If the first 20 bits were zero, would you want the output to start
with 00000, or would you want it to be shorter?
--
Dr Richard Stallman
President, Free Software Foundation (https://gnu.org, https://fsf.org)
Internet Hall-of-Famer (https://internethalloffame.org)
Skype: No way! See https://stallman.org/skype.html.
Paul Eggert
2018-05-01 21:45:38 UTC
Permalink
Post by Richard Stallman
If the first 20 bits were zero, would you want the output to start
with 00000, or would you want it to be shorter?
For Git checksums I'd want leading zeros without other decorations like
#x, since that's how Git itself prints those numbers and I'd prefer to
be compatible.
Richard Stallman
2018-05-03 03:34:10 UTC
Permalink
[[[ To any NSA and FBI agents reading my email: please consider ]]]
[[[ whether defending the US Constitution against all enemies, ]]]
[[[ foreign or domestic, requires you to follow Snowden's example. ]]]
Post by Paul Eggert
For Git checksums I'd want leading zeros without other decorations like
#x, since that's how Git itself prints those numbers and I'd prefer to
be compatible.
That means the feature would need to specify the number of hex digits
desired.

Is that the case for all use of hex output?
Is there any counterexample?
--
Dr Richard Stallman
President, Free Software Foundation (https://gnu.org, https://fsf.org)
Internet Hall-of-Famer (https://internethalloffame.org)
Skype: No way! See https://stallman.org/skype.html.
Paul Eggert
2018-05-03 05:53:11 UTC
Permalink
Post by Richard Stallman
That means the feature would need to specify the number of hex digits
desired.
We already have such a feature.
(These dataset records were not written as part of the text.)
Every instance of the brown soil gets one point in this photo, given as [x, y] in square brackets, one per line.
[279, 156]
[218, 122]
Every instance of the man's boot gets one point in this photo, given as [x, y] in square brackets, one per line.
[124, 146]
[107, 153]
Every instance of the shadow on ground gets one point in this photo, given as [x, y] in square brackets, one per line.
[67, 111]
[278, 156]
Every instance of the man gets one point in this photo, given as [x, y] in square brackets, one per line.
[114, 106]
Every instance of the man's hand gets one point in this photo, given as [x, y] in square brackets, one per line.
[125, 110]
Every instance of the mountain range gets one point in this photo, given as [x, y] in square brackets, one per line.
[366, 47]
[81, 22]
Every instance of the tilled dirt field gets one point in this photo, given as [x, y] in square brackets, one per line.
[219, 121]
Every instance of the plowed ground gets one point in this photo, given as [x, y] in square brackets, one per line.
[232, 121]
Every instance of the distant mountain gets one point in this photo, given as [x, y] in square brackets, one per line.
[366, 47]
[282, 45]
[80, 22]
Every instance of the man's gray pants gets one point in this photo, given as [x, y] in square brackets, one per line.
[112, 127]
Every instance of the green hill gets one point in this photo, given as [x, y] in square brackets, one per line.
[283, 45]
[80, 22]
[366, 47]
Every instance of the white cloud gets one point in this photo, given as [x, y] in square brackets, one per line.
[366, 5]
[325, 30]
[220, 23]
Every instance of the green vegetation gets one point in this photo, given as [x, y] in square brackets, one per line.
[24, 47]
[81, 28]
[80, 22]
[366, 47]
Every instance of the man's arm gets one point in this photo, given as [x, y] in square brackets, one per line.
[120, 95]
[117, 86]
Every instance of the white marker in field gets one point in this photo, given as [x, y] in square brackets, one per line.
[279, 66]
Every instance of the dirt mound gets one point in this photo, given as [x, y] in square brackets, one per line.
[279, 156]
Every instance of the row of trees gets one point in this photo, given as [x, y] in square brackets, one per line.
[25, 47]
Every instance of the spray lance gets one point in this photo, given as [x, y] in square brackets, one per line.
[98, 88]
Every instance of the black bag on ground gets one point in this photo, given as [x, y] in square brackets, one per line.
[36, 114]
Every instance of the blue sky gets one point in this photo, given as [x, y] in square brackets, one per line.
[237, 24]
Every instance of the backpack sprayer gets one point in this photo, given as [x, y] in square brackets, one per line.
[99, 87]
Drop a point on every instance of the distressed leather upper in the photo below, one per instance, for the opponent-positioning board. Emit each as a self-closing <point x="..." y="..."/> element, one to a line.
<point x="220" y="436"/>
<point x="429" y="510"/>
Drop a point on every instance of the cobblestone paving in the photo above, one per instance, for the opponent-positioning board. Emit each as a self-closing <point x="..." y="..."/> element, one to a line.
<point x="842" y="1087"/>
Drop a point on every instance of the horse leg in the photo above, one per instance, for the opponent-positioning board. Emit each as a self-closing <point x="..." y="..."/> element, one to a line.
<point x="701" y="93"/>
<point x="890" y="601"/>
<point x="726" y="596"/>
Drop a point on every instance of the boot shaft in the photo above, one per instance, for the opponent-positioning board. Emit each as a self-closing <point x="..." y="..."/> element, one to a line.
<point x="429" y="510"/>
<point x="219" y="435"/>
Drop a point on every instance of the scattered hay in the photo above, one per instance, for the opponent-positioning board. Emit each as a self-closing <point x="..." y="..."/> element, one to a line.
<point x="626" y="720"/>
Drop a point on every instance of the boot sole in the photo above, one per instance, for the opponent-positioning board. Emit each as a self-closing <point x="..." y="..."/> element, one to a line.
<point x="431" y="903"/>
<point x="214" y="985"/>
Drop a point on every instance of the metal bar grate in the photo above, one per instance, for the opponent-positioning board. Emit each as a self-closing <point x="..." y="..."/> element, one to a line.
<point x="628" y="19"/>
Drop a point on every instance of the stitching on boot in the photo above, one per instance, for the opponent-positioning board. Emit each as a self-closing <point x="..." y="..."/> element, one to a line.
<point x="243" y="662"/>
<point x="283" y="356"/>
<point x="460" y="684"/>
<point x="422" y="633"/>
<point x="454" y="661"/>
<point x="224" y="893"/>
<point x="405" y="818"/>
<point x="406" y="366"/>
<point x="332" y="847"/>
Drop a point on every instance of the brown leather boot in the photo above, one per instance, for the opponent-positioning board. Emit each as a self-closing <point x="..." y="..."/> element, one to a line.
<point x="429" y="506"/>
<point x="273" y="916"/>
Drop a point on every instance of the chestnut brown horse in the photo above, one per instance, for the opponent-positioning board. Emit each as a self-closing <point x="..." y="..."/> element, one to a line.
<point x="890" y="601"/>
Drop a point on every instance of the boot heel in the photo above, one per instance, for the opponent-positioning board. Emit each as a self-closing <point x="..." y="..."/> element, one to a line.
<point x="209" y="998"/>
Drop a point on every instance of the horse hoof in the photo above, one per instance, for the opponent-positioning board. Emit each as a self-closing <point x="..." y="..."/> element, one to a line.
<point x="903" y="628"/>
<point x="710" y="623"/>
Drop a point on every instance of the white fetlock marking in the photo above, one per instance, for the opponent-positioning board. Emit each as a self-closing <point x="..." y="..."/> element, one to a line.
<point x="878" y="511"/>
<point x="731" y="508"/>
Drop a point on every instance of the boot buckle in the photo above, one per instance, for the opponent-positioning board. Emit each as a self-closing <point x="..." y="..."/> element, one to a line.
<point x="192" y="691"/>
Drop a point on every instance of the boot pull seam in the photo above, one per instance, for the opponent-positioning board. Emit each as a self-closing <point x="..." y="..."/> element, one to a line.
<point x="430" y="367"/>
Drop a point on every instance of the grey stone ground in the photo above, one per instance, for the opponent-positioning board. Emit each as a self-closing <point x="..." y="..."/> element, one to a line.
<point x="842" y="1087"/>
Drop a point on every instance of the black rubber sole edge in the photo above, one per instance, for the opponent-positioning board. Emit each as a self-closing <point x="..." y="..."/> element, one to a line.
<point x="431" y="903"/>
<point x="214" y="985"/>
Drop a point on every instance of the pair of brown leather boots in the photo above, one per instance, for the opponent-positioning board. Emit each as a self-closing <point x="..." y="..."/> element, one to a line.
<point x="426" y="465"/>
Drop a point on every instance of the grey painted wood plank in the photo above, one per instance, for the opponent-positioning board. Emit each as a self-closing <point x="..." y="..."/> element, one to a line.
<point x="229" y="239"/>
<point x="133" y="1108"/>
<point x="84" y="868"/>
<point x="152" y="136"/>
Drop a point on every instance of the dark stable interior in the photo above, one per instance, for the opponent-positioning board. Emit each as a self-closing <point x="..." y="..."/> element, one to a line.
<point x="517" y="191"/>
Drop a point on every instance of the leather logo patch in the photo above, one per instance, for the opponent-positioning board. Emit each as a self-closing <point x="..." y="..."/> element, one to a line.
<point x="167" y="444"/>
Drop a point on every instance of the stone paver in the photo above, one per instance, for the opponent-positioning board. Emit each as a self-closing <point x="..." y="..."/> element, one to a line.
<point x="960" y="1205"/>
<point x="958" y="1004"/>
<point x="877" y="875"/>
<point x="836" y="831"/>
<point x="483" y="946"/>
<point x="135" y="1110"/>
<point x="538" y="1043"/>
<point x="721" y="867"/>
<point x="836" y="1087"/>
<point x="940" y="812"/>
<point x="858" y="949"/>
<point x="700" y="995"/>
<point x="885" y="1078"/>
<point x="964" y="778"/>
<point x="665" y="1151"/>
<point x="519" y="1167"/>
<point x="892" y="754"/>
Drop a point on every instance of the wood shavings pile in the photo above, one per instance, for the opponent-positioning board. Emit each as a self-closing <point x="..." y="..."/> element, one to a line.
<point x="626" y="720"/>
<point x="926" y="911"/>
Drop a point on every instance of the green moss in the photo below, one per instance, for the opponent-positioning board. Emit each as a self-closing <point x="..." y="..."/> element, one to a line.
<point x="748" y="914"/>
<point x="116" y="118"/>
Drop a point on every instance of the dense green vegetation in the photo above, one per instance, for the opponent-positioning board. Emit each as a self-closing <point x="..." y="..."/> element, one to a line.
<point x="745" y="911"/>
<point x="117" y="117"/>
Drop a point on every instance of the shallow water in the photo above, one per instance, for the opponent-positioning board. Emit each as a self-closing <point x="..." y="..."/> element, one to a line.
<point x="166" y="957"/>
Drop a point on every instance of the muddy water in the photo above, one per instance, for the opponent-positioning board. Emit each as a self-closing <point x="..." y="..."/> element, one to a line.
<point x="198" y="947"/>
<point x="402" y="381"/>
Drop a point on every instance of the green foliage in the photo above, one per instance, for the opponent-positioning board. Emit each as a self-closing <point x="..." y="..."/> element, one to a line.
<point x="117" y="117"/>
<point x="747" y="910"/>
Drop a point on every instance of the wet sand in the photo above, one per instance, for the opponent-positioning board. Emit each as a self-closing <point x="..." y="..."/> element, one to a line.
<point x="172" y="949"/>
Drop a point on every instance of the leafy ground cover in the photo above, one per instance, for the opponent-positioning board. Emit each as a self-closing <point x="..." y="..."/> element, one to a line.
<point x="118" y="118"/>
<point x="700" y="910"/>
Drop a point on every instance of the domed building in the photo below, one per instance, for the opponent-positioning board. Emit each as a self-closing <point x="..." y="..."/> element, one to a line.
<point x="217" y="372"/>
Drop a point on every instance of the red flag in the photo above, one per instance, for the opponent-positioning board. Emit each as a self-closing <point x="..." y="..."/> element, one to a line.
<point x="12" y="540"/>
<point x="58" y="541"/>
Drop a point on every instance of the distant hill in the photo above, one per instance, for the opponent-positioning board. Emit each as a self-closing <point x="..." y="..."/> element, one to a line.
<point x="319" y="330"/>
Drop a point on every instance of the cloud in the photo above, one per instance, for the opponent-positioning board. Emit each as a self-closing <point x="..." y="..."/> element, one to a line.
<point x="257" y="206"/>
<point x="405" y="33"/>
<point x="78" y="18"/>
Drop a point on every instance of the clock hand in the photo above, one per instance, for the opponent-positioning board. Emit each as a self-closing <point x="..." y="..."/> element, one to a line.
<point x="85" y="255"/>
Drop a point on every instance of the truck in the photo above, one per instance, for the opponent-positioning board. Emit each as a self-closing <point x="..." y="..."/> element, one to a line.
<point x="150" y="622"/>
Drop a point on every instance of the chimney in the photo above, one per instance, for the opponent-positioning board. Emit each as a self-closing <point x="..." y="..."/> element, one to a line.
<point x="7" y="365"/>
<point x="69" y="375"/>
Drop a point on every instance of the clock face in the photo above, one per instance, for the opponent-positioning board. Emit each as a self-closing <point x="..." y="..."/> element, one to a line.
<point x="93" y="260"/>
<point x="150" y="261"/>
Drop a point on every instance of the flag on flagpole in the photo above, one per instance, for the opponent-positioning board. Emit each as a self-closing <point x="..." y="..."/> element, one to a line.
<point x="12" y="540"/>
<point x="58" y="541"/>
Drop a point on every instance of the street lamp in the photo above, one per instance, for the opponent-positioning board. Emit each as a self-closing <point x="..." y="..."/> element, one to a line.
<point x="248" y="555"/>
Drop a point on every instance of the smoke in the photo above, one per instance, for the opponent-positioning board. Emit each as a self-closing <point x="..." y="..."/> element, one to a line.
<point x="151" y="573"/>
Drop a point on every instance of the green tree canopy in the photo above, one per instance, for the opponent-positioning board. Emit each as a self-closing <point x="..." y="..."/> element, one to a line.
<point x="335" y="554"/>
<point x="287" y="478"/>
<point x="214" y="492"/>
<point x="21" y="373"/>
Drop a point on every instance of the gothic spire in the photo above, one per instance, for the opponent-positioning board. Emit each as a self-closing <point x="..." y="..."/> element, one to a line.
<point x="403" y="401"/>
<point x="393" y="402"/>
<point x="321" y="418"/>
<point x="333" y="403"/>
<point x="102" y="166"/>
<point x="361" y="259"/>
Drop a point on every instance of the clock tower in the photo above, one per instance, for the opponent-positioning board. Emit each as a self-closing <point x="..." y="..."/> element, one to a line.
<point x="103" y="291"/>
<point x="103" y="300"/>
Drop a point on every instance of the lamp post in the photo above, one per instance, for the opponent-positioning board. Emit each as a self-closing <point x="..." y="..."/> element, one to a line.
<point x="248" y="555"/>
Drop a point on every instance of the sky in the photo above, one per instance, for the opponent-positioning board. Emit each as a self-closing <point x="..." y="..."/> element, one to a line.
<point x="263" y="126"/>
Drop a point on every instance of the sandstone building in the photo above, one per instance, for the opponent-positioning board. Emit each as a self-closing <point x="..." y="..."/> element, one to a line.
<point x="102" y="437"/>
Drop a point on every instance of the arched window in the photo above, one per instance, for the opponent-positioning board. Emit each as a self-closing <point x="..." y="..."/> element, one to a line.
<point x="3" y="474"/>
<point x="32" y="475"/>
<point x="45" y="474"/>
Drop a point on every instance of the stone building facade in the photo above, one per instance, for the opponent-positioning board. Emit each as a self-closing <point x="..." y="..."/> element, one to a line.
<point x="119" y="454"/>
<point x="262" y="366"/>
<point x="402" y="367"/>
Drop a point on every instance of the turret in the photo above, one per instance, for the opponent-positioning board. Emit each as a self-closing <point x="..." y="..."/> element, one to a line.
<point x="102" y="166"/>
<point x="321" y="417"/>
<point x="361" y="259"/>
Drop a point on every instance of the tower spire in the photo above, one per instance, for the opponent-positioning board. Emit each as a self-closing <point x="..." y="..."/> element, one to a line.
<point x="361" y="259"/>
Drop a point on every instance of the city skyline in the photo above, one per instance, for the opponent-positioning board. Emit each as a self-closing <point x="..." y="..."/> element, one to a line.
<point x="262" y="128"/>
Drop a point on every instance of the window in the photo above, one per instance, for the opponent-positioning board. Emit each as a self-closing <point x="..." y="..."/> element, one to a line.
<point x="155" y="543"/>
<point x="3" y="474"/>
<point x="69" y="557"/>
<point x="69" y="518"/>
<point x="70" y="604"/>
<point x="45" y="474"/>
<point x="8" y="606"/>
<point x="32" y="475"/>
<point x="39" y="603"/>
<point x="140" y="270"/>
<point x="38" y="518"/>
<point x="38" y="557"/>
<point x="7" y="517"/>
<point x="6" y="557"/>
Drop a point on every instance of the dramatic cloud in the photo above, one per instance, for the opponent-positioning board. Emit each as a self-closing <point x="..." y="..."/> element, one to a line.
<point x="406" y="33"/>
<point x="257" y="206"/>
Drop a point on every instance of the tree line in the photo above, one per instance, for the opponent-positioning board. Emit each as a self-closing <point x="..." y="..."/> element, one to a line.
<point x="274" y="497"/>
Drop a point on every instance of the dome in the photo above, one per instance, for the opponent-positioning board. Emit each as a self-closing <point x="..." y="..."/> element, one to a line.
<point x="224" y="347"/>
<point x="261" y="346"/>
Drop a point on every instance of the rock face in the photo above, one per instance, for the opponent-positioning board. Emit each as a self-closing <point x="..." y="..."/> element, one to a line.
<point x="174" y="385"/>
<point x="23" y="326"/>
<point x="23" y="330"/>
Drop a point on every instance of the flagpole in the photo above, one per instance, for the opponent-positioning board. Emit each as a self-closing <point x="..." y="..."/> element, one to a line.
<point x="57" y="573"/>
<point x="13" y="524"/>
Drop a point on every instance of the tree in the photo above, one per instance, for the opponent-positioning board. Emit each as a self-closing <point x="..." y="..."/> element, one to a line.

For example, (format "%09x" 257) returns
"000000101", which is 257 hexadecimal, expressed using leading zeros as needed
so that at least 9 digits are used. Once Emacs supports bignums, the same
feature can print 40-hex-digit SHA-1 checksums by using (format "%040x" n).
Helmut Eller
2018-05-03 06:26:05 UTC
Permalink
Post by Paul Eggert
Post by Richard Stallman
That means the feature would need to specify the number of hex digits
desired.
We already have such a feature. For example, (format "%09x" 257) returns
"000000101", which is 257 hexadecimal, expressed using leading zeros
as needed so that at least 9 digits are used. Once Emacs supports
bignums, the same feature can print 40-hex-digit SHA-1 checksums by
using (format "%040x" n).
I think the bitwise operations and the resulting negative numbers are
the problematic part:

E.g.

(format "%016x" (lognot 257)) => "3ffffffffffffefe"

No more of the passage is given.